I agree with you Atilla, and I don't know what the solution is. I don't really think a teacher with 30 in the class can adequately address all the varying needs of all children in the class, SEN or not. Hopefully though a bigger school would have at least some "slack" to provide some (albeit limited) one to one or small group tuition / support, whatever. And presumably a child with really severe needs would still come bearing cash in terms of a statement? Also, some parents are very willing to do more at home given the right info, so it can be as simple as that. However, certainly at our school, parents are not given some very specific and quite easy info that would help them to massively improve their own child's arithmetic or reading for example.

I suppose it is a very tricky balance for schools as they have to be able to show to OFSTED, DfE etc that they are providing the right education to everyone. The most straightforward way to do this, perhaps, within the constraints, is to decide on all the children's relative ability, and what their expected outcomes should be based on that.
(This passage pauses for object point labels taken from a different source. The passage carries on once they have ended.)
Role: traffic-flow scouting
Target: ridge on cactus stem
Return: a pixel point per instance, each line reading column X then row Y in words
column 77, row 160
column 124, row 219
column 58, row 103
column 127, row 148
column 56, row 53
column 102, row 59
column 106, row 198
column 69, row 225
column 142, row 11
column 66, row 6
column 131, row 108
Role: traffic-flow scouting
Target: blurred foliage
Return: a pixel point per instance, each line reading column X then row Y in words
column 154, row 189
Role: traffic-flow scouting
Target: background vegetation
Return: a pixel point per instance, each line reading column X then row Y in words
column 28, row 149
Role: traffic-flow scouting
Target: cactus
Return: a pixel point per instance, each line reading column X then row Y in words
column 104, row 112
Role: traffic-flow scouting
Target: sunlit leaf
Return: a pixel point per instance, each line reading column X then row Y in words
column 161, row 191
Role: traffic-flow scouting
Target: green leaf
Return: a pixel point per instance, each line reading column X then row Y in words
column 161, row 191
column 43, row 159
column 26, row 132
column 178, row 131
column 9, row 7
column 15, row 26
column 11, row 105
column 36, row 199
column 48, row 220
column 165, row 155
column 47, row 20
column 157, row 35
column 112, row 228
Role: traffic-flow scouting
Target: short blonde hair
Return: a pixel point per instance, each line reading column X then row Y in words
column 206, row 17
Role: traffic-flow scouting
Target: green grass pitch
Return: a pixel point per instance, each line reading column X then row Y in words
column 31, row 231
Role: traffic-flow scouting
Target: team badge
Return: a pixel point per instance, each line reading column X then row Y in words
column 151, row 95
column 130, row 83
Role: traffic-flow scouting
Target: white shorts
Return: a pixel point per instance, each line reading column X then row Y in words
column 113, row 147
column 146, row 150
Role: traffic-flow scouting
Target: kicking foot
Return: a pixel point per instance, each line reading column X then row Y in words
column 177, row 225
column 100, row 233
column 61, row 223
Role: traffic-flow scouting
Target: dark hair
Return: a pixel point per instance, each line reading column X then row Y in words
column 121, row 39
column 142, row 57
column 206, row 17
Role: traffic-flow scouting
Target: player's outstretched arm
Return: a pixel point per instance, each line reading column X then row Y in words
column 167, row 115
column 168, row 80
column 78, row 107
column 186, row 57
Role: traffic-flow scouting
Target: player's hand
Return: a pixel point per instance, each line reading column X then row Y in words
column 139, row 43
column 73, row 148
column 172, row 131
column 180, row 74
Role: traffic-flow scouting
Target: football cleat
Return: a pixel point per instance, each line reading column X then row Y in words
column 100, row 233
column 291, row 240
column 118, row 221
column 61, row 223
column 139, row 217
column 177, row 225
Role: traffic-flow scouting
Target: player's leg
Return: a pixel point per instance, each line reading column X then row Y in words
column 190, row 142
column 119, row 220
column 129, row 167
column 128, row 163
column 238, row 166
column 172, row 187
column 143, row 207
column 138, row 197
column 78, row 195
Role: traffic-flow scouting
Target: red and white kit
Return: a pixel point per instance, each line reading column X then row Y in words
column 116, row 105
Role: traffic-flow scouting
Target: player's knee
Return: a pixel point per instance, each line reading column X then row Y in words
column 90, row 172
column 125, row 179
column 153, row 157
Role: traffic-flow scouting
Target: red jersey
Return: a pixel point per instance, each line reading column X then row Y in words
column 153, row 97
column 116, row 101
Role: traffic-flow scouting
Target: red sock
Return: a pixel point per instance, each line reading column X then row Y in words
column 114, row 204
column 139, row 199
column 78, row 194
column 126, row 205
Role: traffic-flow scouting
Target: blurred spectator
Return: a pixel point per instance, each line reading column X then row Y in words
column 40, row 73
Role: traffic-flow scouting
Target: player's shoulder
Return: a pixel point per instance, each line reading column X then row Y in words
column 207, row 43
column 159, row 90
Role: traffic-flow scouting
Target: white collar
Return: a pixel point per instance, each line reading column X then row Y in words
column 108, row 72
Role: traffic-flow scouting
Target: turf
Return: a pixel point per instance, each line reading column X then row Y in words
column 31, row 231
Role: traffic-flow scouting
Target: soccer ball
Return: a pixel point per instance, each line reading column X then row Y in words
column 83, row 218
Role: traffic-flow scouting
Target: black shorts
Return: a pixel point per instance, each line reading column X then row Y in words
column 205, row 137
This then means you don't have to try extra hard with the ones you have classified as low ability as they will just get what they are going to get with "normal" classroom instruction and perhaps a tiny bit of extra help, and there's something ready on file to explain why their progress is much lower than average.
mystery
Posts: 8927
Joined: Tue Jul 21, 2009 10:56 pm

Re: is eleven plus fair to Sen

Post by mystery »

Drummer, what do you think the "right" answer is that I should be giving in every assignment? I do want to pass at least!!
mystery
Posts: 8927
Joined: Tue Jul 21, 2009 10:56 pm

Re: is eleven plus fair to Sen

Post by mystery »

Drummer, what do you think the "right" answer is that I should be giving in every assignment? I do want to pass at least!!